Safety, a keystone of any breakthrough therapy, was not overlooked. IND-enabling GLP toxicology studies demonstrated no drug-related toxicities, and ABI-01 emerged with a high therapeutic index, paving the way for a confident transition to human studies.

The scientific rigor and potential of ABI-01's novel dual mechanism has garnered significant recognition from the federal government. The National Heart, Lung, and Blood Institute (NHLBI) has scored Avanti's Catalyze grant application as one of the top proposals, providing prestigious validation of the company's innovative approach to fibrotic disease treatment.
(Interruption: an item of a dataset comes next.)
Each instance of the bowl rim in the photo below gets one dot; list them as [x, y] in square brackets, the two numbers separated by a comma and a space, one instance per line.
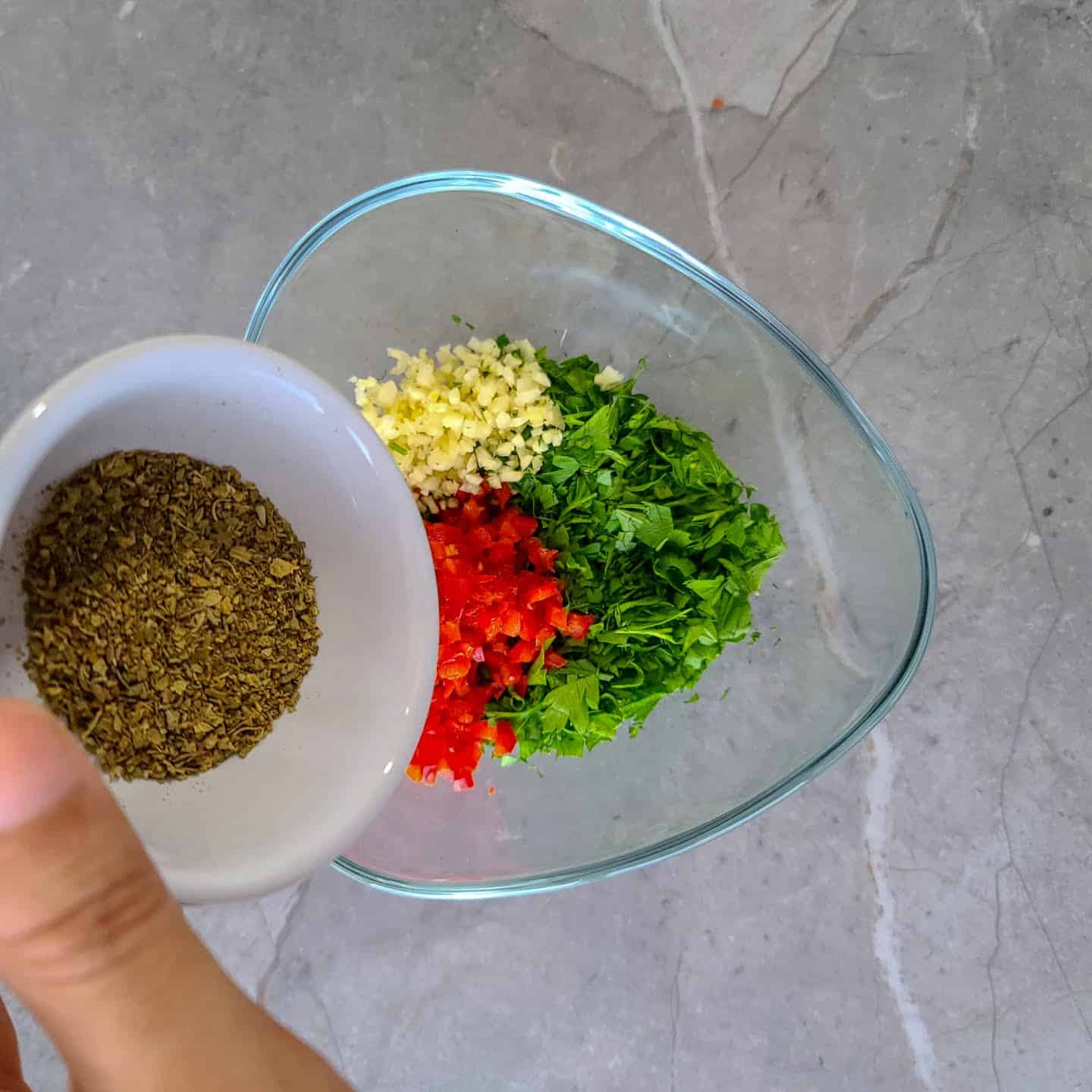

This federal endorsement not only validates the scientific merit of ABI-01's dual DYRK1/PIM1 inhibition strategy but also positions Avanti for potential non-dilutive funding support to advance the program through

the IND application.

Today, Avanti Biosciences stands at the threshold of clinical development, led by a world-class team including Dr. Ganesh Raghu (CMO, and a pioneer in interstitial lung disease research) and Dr. Marianne Mann (regulatory strategist and former FDA leader). The company’s discoveries have resulted in a robust intellectual property estate, an FDA Orphan Drug Designation for IPF, NHLBI Catalyze program recognition, and $7 million in non-dilutive NIH grant funding. A $3M convertible note raise is now underway to propel ABI-01 through first-in-human trials and position it as a transformative therapy for both IPF and NASH.

Avanti’s story is one of scientific agility and relentless innovation—of following biological insight wherever it may lead. From a licensing-first startup to a fierce R&D engine, Avanti Biosciences exemplifies how focus, bold experimentation and commitment to unmet patient need can result in genuine breakthrough medicines.